Breaking Up the Klan
   In 1871 Congress passed legislation against the Ku
    Klux Klan that allowed Grant to use Marshall Law to
    eliminate it.
   Despite his removal of the Klan, Grant reflected the
    beliefs of many in the North, by reaching out to white
    Southerners, hoping to reconcile with them. This
    proved hurtful to the black cause, and paved the way
    for whites to come back into dominance in the South.
   Grant personally felt sympathy for freed blacks, but
    could not muster enough political support to keep
    troops active to protect them.
Corruption
   Many Republicans went South, and engaged in corrupt politics
    to gain wealth and power. Reform Republicans blamed them for
    this, and Southern Whites used this as an excuse to attack
    blacks even further.
   Credit Mobilier Scandal, in which a fraudulent company was
    established to complete the construction of the Union Pacific
    Railroad. They overcharged the Federal Government by an
    enormous amount. Many congressmen were involved, and
    Grant’s personal secretary was engaged in this scandal.
   In the Whiskey Ring, Republican politicians were able to siphon
    off millions of dollars in tax money from alcohol sales. Grant’s
    personal secretary was involved in this scandal as well.
   Grant was notorious for hiring his old army buddies and family
    members for high ranking positions.
Indian Policy
 Grant made many statements against
  the confiscation of Native American
  lands and attempts to exterminate them.
 Unfortunately many massacres of
  Native Americans occurred in the West.
 The Battle of Little Big Horn occurred
  toward the end of Grant’s presidency.
Foreign Policy
 Grant signed the Treaty of Washington to
  avoid war with Great Britain based on
  damage done to U.S. shipping during the
  Civil War, by Confederate ships made in
  Britain.
 Grant sought to purchase what is now the
  Dominican Republic, but was stopped.
 Grant’s Secretary of State avoided war with
  Spain over the capture of a U.S. ship sailing
  to Cuba to aid in a rebellion.
On his way out
 The election of 1876 was widely
  disputed and the Democrats agreed to
  give the election to Rutheford B. Hayes
  in exchange for the removal of Federal
  Troops in the South.
 Grant began this process, by first
  removing troops from Florida.
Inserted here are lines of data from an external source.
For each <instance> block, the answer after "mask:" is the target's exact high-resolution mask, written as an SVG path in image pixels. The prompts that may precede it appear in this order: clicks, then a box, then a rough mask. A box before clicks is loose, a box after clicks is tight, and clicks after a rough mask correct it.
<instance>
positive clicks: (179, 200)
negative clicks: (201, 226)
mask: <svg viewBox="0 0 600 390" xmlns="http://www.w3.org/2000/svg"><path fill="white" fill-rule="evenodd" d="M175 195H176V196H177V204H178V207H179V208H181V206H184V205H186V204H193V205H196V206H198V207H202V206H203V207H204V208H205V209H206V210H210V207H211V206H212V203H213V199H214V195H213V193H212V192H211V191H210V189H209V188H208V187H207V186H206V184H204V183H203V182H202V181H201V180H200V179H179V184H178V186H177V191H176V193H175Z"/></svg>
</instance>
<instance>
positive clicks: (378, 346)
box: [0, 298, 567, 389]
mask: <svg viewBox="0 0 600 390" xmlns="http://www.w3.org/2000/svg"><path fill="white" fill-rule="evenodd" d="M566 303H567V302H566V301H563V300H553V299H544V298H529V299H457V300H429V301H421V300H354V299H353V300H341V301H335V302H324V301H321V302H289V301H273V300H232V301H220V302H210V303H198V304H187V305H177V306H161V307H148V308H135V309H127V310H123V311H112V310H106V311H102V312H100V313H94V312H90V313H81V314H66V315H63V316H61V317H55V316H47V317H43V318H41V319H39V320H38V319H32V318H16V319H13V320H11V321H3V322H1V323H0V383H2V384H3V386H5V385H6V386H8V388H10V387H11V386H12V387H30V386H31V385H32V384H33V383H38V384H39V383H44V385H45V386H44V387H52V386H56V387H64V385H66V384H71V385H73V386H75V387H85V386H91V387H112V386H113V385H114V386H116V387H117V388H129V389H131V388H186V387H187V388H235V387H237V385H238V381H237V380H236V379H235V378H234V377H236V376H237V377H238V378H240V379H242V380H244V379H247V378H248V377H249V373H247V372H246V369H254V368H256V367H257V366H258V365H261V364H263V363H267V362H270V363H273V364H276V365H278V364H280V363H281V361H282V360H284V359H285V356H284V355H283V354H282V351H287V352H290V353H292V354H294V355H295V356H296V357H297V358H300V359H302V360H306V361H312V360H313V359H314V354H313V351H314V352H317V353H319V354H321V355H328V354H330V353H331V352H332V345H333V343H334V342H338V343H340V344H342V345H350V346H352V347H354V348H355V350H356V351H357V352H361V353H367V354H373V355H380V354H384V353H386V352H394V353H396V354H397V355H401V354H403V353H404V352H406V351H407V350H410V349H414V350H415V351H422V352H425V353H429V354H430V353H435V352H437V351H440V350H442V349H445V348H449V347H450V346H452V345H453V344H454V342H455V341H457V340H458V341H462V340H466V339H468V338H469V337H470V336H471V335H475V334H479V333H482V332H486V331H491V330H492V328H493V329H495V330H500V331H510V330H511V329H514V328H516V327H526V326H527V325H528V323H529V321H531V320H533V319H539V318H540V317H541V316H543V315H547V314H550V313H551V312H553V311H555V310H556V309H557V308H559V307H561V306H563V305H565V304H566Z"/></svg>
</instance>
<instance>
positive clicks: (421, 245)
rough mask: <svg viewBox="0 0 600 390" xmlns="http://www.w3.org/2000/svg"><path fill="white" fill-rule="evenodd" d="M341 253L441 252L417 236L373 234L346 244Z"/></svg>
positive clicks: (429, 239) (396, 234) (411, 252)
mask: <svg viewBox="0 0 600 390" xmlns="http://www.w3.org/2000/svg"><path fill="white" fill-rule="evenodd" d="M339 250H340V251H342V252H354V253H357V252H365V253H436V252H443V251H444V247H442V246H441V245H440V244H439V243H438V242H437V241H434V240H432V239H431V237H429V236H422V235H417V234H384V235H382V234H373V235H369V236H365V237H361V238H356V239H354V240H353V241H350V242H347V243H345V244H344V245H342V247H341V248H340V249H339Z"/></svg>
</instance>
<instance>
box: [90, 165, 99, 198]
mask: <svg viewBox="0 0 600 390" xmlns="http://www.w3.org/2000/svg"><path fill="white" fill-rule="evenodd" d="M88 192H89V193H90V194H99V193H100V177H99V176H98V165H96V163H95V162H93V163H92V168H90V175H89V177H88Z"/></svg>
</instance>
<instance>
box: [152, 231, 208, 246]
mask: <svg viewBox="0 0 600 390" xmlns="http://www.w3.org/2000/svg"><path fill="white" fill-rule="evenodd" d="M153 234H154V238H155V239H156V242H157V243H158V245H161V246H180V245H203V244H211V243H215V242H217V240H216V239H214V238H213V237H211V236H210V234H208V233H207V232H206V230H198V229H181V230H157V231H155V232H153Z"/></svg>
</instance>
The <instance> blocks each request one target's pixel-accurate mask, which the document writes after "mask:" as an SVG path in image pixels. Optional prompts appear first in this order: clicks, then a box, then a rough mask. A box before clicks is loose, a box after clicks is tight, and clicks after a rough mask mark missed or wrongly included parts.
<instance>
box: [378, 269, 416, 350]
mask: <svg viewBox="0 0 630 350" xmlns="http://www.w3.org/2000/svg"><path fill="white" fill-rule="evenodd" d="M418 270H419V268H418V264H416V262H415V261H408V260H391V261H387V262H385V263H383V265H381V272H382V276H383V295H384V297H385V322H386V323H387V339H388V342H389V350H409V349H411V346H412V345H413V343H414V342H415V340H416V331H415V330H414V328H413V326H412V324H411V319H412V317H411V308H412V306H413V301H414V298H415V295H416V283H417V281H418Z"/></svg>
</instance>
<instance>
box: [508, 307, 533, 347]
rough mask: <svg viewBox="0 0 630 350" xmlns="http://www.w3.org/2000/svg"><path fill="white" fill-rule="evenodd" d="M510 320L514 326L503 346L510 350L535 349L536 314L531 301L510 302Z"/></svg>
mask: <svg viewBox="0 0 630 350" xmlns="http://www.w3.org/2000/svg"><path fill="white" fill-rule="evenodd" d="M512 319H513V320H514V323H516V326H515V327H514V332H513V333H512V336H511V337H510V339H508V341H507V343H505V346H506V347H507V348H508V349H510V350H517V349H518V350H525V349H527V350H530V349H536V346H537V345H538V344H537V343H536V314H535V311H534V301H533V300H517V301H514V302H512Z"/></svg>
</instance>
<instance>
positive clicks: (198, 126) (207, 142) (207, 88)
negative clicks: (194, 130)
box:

Hayes
  would remove the rest.
Post Presidency
 Grant went on a world tour after his
  presidency traveling throughout Europe,
  Africa and Asia.
 He met Queen Victoria, Otto Von Bismarck,
  Emperor Meiji, and many other dignitaries.
 The trip was very expensive, so Grant
  entered into an investment banking
  partnership, to make money. He was
  swindled by his partner and ended up going
  bankrupt.
Post Presidency Continued
 To help him and his destitute family,
  congress granted him a pension.
 He wrote his memoirs to get his family
  out of poverty, earning them $450,000
  dollars after his death.
 Most experts consider his memoirs to
  be among the best ever written.
Death
 Grant was
  diagnosed with
  throat cancer and
  suffered a great deal
  of pain in his last
  years.
 He pushed through
  the pain at the end
  of his life to finish
  the memoirs.
Legacy
 Grant has a mixed legacy.
 He is considered to be a solid general, and loyal
  soldier. He was the Union’s greatest hero of the Civil
  War.
 Grant was considered to be a failure as a politician,
  and despite the fact that he was never personally
  linked, he did little to stop the corruption that was
  rampant during his administration.
 In recent years historians have been more
  sympathetic to Grant, and have seen him as a victim
  of the tough times he was president in.